Synopsis: Venise, veille de la Toussaint, quelques années après la fin de la Seconde Guerre mondiale. C’est là que vit désormais le célèbre détective Hercule Poirot, aujourd’hui retraité. Après avoir consacré sa vie à élucider des crimes et avoir été témoin de ce qu’il y a de pire chez l’être humain, il a renoncé à sa vocation d’enquêteur. Et s’il fait tout pour éviter d’être confronté à des affaires criminelles, ce sont souvent elles qui le rattrapent…
Poirot reçoit chez lui une vieille amie, Ariadne Oliver, plus grande écrivaine de romans policiers au monde, qui lui assure que le motif de sa visite n’a aucun rapport avec un crime : elle souhaiterait qu’il l’accompagne à une séance de spiritisme et lui permette de prouver qu’il s’agit d’une imposture. Intrigué, Poirot accepte à d’y assister et se retrouve alors dans un palais décrépi et soi-disant hanté, appartenant à la célèbre cantatrice Rowena Drake. Lorsque l’un des participants est sauvagement assassiné, toutes les personnes présentes deviennent de potentiels suspects. Le détective belge se retrouve une nouvelle fois plongé dans un monde sinistre d’ombres et de secrets…
Kenneth Branagh, en plus d’être un illustre et compétent comédien issu du théâtre anglais, s’est révélé un réalisateur fidèle à trois différentes inspirations. En premier lieu, l’œuvre du dramaturge William Shakespeare dans ses premiers films (très théâtraux) plus ou moins réussis, ensuite le profit puisqu’il a enchaîné des commandes impersonnelles pour Disney, du passable Thor aux ratés et boursouflés Cendrillon et Artemis Fowl. Sa dernière lubie a été de mettre en scène des romans d’Agatha Christie. Avec Mystère à Venise il en est à son troisième. Le premier avait déjà été porté à l’écran, il s’agissait du mythique Le Crime de l’Orient-Express avec une relecture agréable mais totalement vaine. La seconde était encore plus clinquante mais un peu moins réussie, c’était Mort sur le Nil. Ici, il adapte l’un des romans les plus méconnus de la romancière, La Fête du potiron, et dans une très atmosphère différente avec ce Mystère à Venise évitant ainsi la redite, à défaut de nous subjuguer.

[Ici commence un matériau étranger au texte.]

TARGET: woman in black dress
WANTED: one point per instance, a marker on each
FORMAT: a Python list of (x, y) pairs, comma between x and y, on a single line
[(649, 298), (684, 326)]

Brannagh a d’ailleurs certainement choisi cette histoire pour innover (un peu) et ne pas proposer toujours le même type de récit en changeant juste de casting et de mystère. Et il a eu raison tant cette dernière proposition apporte un tantinet d’innovation dans ce registre de sa carrière. La nouveauté vient tout simplement de l’incursion bienvenue et parfaitement digérée du fantastique. Mais un fantastique presque littéraire, à l’ancienne, qui braconne sur les terres d’Edgar Allan Poe et de la Hammer. Et parfois même grâce au clin d’œil au giallo italien tel que nous l’a fait connaître Dario Argento durant sa grande époque, et parfaitement revisité par Luca Guadagnino avec son impressionnant et traumatisant remake de Suspiria. On est donc loin des conjuringverse, dont pourtant certains films suivent une trame similaire, ou encore des productions Blumhouse avec moultes jumpscares et adolescents en détresse (pour une grande partie, le label recelant tout de même quelques pépites originales et flippantes).
Cet ajout fantastique est profitable par bien des aspects à Mystère à Venise. D’abord par la sculpturale mise en scène de Brannagh. Loin d’empiler les plans nourris aux effets spéciaux un peu toc avec de l’exotisme de pacotille comme pour les précédents, le film nous isole les trois quarts de l’histoire dans un palace vénitien dont on ne sortira pas, en presque huis-clos et de nuit. La musique et la photographie sont magnifiques et Brannagh accumule les cadrages biscornus en plongée ou contre-plongée, donnant comme une impression de regard biaisé sur les évènements en place, mais figurant aussi le triste passé des lieux. À ce titre, la séance de spiritisme inaugurale est de toute beauté. L’ambiance et l’atmosphère sont donc plutôt réussies et de bon goût.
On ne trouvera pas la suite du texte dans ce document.